When I think of what energy I want to bring into reemergence, among my inspirations is the 1998 banger “Smooth” with Rob Thomas and Carlos Santana. It’s the hottest song with a music video to match. No one is wearing a bra; everyone is in a macrame tank top and short shorts that barely cover anything. The video is truly remarkable, especially Santana, who plays the guitar with his nimble, man-jewelry-laden fingers.
Santana originally rose to fame in the ’60s as part of the group Santana. Back in their playing-at-Woodstock days, Santana was a total dreamboat, with a plumage of black curls and his signature mustache. At Woodstock in 1969, the skinny musician wore an itty-bitty, midriff-baring vest that would have given Bella Hadid a run for her money. He topped that outfit off with easy denim flares and then shredded a guitar in front of 150,000 while tripping on acid. In the late ’90s and early ’00s, Santana had a major commercial comeback, and his style transformed from slacker rocker to cool uncle at a bar mitzvah.
In “Smooth,” we see the artist in a pared-back outfit: black pants, a deep-V burgundy shirt, and a hat that reminds me awfully of Walter White in Breaking Bad. (He also wears a cream suit.) The look on a then 52-year-old Santana is insanely alluring. It’s casual but with enough accessories to show that this guy has a magical persuasion. He has swag in spades.

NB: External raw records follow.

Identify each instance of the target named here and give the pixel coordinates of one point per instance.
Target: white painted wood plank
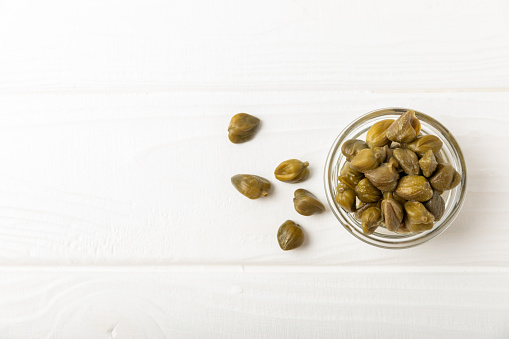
(155, 45)
(145, 179)
(159, 304)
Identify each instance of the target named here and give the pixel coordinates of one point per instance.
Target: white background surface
(117, 216)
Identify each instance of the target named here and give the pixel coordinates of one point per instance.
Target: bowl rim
(425, 236)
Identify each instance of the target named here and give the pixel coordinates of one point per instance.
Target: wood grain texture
(291, 44)
(160, 304)
(117, 216)
(145, 179)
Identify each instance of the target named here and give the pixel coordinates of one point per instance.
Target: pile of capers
(395, 178)
(290, 235)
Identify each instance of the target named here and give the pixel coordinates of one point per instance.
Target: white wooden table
(117, 216)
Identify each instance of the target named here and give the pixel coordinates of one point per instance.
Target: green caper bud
(364, 206)
(408, 160)
(366, 160)
(414, 187)
(290, 235)
(376, 134)
(425, 143)
(292, 171)
(351, 147)
(242, 127)
(436, 205)
(417, 228)
(428, 163)
(405, 128)
(392, 213)
(367, 192)
(252, 186)
(417, 213)
(371, 219)
(345, 197)
(445, 178)
(381, 152)
(402, 229)
(395, 164)
(350, 176)
(384, 177)
(306, 203)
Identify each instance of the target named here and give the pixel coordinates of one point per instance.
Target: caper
(366, 160)
(376, 134)
(367, 192)
(395, 164)
(242, 127)
(408, 160)
(417, 213)
(252, 186)
(395, 145)
(381, 152)
(290, 235)
(436, 205)
(414, 187)
(417, 228)
(402, 229)
(445, 178)
(384, 177)
(371, 219)
(292, 171)
(351, 147)
(350, 176)
(428, 163)
(392, 213)
(345, 198)
(405, 128)
(364, 206)
(306, 203)
(425, 143)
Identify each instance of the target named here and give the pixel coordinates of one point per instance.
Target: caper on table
(306, 203)
(290, 235)
(242, 127)
(292, 171)
(252, 186)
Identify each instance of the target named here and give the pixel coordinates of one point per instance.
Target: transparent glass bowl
(451, 153)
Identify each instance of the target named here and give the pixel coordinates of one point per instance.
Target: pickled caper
(366, 160)
(364, 206)
(350, 176)
(392, 213)
(436, 205)
(408, 160)
(292, 171)
(252, 186)
(405, 128)
(445, 178)
(428, 163)
(384, 177)
(367, 192)
(242, 127)
(306, 203)
(414, 187)
(376, 134)
(345, 198)
(425, 143)
(371, 219)
(290, 235)
(351, 147)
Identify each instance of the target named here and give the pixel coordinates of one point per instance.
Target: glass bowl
(450, 153)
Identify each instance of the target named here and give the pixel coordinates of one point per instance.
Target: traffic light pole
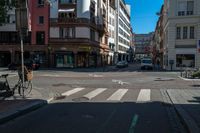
(22, 60)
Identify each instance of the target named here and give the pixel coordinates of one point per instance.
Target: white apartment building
(123, 29)
(181, 34)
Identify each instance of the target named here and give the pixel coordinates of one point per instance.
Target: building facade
(157, 46)
(79, 33)
(35, 43)
(142, 45)
(123, 30)
(112, 31)
(181, 34)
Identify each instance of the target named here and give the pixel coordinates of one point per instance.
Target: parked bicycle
(23, 89)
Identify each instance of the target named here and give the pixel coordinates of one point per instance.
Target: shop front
(64, 59)
(5, 59)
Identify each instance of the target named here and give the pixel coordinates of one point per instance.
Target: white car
(146, 64)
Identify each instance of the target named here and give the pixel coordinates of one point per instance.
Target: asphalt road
(95, 116)
(113, 101)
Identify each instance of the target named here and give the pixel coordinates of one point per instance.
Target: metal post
(22, 60)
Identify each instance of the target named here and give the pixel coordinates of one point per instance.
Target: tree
(5, 5)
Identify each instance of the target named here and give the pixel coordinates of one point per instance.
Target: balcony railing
(72, 41)
(67, 1)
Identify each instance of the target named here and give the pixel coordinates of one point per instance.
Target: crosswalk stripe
(117, 95)
(144, 95)
(73, 91)
(94, 93)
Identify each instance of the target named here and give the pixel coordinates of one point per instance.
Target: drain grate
(81, 99)
(164, 79)
(59, 85)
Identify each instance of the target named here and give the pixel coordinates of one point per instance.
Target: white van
(146, 64)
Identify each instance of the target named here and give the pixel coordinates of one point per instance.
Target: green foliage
(196, 74)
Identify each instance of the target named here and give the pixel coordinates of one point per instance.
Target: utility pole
(22, 28)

In this era, Santana also had a penchant for golden tunics and shirts with Global Village Coffeehouse scrawls all over them. Even his guitar straps were outrageous, especially a thick, noisy one that was meticulously beaded and outlined with shells. It’s so thick and boisterous that it reminds me of a wrestler’s champion belt. For Santana, he wore it with almost everything. One look sticks out from 2002, for a performance in England where Santana sported onstage a Nike tracksuit with a sleeveless tank along with his hat, sunglasses, and that shell-lined guitar strap. Nothing was too random or too chaotic for him to wear; I love it.
It’s his attitude, his innate sexiness that negates any whisper of what we perceive as bad style. In fact, his outré choices are intoxicating. The man is so confident with himself, as he should be, to wear anything that he likes. Besides, that shell-lined guitar strap looks good on him—as Thomas would sing: “Because you’re so smooth.”